Time and Space Complexity

Time Complexity: O(n^2)

The algorithm works as follows:

  • First, it groups points by their x-coordinates in a dictionary: O(n) where n is the number of points
  • Sorting the x-coordinates: O(k log k) where k is the number of unique x-coordinates, and k ≤ n
  • For each x-coordinate, it sorts the y-values: The total cost across all x-coordinates is O(n log n) in the worst case
  • The nested loops iterate through pairs of y-values for each x-coordinate:
    • In the worst case, all points could share the same x-coordinate, leading to O(n^2) pairs
    • For each pair (y1, y2), checking if it exists in the dictionary and updating takes O(1)
  • Overall: O(n) + O(n log n) + O(n^2) = O(n^2)

Space Complexity: O(n)

The space usage includes:

  • Dictionary d storing all points grouped by x-coordinate: O(n)
  • Dictionary pos storing pairs of y-coordinates: In the worst case, we could have O(n^2) unique pairs, but since we only store the most recent x-coordinate for each pair, and we process x-coordinates in sorted order, the actual number of stored pairs at any time is bounded by the number of possible y-coordinate pairs across all x-coordinates, which is O(n) in total
  • Sorted list of y-values: O(n) across all iterations
  • Overall: O(n)

Learn more about how to find time and space complexity quickly.

Common Pitfalls

1. Not Handling Duplicate Points

One common pitfall is not considering that the input might contain duplicate points. If the same point appears multiple times in the input, it could lead to incorrect behavior when forming rectangles.

Problem Example:

points = [[1,1], [1,1], [1,3], [3,1], [3,3]]  # [1,1] appears twice

Solution: Convert the points list to a set first to remove duplicates:

def minAreaRect(self, points: List[List[int]]) -> int:
    # Remove duplicates by converting to set of tuples
    points = list(set(map(tuple, points)))
  
    # Continue with the rest of the algorithm...
    x_to_y_coords = defaultdict(list)
    for x, y in points:
        x_to_y_coords[x].append(y)
    # ...

2. Integer Overflow with Large Coordinates

When calculating the area, if the coordinates are very large (near the limits of integer range), the multiplication (x2 - x1) * (y2 - y1) might cause integer overflow in some languages. While Python handles arbitrary precision integers automatically, this could be an issue when porting to other languages.

Problem Example:

points = [[0, 0], [0, 1000000000], [1000000000, 0], [1000000000, 1000000000]]
# Area = 1000000000 * 1000000000 = 10^18

Solution: In Python, this is handled automatically, but be aware of the constraint limits. In other languages, use appropriate data types (like long long in C++) or check for overflow conditions.
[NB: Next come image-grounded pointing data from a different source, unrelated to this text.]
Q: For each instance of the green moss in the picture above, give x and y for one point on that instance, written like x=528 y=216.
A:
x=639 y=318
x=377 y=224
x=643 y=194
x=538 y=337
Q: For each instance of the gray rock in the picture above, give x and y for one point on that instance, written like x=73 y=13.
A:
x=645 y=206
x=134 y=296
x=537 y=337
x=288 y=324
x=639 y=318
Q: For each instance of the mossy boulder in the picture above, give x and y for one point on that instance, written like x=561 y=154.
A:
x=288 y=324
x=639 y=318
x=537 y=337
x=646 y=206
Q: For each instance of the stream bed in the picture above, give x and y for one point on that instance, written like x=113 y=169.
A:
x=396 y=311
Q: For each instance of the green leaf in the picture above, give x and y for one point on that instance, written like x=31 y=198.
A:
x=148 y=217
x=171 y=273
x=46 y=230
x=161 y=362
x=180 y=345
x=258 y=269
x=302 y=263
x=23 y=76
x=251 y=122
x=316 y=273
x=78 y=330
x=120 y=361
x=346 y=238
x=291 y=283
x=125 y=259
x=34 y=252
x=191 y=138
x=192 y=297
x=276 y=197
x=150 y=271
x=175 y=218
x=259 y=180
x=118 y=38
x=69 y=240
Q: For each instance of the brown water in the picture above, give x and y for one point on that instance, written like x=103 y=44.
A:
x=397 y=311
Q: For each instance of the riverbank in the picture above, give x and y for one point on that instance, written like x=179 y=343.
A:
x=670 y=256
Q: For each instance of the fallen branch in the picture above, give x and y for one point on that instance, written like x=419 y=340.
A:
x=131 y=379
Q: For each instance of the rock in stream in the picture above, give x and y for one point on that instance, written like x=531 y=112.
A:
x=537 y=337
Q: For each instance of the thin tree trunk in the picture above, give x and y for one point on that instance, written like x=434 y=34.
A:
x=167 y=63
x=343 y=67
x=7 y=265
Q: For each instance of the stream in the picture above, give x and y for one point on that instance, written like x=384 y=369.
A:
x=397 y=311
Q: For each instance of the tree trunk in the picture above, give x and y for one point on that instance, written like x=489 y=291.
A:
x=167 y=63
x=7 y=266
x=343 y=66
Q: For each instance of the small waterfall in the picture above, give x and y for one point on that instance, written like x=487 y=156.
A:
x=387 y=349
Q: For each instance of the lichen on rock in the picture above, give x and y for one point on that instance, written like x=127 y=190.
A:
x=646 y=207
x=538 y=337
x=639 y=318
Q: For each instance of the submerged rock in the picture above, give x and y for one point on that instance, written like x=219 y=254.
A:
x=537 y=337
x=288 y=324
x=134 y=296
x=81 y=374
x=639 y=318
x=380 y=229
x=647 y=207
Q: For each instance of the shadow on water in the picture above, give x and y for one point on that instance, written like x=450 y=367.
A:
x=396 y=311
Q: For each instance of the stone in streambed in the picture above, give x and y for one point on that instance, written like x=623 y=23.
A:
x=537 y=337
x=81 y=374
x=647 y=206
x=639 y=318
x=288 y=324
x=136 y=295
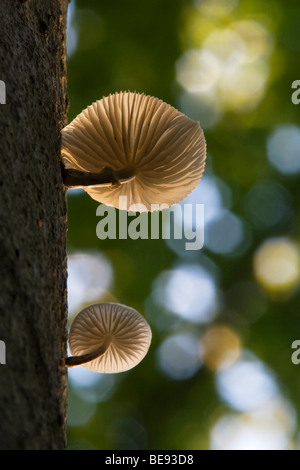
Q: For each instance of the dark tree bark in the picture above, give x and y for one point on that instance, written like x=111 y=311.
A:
x=33 y=300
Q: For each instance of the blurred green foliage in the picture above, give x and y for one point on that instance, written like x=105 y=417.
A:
x=139 y=46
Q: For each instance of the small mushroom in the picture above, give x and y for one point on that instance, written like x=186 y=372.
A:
x=108 y=338
x=133 y=145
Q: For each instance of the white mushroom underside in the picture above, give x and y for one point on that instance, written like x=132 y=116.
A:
x=127 y=329
x=165 y=149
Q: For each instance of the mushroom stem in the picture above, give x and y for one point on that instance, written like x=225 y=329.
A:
x=76 y=178
x=73 y=361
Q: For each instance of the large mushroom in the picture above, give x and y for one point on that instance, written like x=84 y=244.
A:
x=108 y=338
x=133 y=145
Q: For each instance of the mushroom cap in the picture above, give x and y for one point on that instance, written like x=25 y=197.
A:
x=164 y=148
x=127 y=329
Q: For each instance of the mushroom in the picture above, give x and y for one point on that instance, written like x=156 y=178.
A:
x=134 y=145
x=108 y=338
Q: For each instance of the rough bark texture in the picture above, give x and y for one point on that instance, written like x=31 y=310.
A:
x=33 y=300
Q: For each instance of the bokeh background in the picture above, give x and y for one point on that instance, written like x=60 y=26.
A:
x=219 y=373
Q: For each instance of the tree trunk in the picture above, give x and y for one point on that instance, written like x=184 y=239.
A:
x=33 y=300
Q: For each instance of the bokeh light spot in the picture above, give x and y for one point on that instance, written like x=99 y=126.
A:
x=179 y=357
x=221 y=347
x=277 y=266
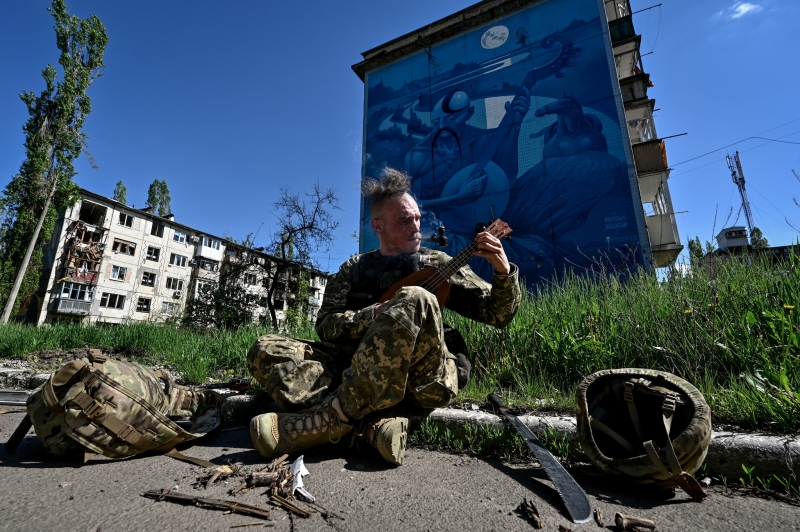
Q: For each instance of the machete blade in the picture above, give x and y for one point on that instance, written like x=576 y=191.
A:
x=576 y=501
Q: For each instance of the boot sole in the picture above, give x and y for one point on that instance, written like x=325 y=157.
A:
x=393 y=440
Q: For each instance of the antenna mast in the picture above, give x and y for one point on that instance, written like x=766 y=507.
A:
x=737 y=174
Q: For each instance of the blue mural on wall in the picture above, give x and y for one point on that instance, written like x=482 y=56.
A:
x=517 y=120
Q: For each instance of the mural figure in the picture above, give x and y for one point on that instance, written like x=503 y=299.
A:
x=444 y=165
x=556 y=195
x=525 y=128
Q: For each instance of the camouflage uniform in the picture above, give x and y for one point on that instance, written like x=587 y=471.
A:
x=372 y=362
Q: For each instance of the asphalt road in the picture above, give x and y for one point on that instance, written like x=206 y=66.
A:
x=431 y=491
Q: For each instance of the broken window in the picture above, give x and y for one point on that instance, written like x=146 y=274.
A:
x=118 y=273
x=143 y=305
x=126 y=248
x=77 y=292
x=177 y=260
x=125 y=219
x=211 y=243
x=174 y=284
x=112 y=300
x=170 y=308
x=92 y=213
x=204 y=287
x=210 y=265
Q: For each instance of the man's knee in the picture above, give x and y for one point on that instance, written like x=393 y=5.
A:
x=273 y=349
x=416 y=296
x=414 y=308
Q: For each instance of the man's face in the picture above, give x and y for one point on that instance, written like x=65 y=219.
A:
x=397 y=226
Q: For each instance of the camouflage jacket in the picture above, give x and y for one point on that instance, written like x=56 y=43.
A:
x=472 y=297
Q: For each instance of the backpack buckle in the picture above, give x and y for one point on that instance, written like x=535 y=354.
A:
x=94 y=409
x=628 y=393
x=669 y=404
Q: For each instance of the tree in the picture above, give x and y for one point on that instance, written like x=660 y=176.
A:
x=304 y=227
x=53 y=139
x=120 y=193
x=758 y=240
x=158 y=197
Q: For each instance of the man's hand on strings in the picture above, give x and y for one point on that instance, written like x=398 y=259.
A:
x=491 y=249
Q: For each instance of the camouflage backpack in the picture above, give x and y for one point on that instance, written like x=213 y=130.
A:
x=648 y=426
x=117 y=409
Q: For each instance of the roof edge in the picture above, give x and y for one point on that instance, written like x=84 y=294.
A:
x=419 y=39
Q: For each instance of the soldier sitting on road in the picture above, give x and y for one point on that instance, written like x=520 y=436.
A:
x=375 y=354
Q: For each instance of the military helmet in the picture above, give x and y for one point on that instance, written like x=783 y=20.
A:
x=645 y=425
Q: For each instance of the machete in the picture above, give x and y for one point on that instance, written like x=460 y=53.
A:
x=578 y=505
3. Incorrect Y-Pair Ordering

A subtle pitfall is not maintaining consistent ordering when creating y-coordinate pairs. If you don't sort the y-coordinates or ensure y1 < y2, you might store the same pair as both (y1, y2) and (y2, y1), treating them as different pairs.

Problem Example:

# Without proper ordering, these could be treated as different pairs:
# At x=1: pair (1, 3)
# At x=5: pair (3, 1)  # Same pair but reversed!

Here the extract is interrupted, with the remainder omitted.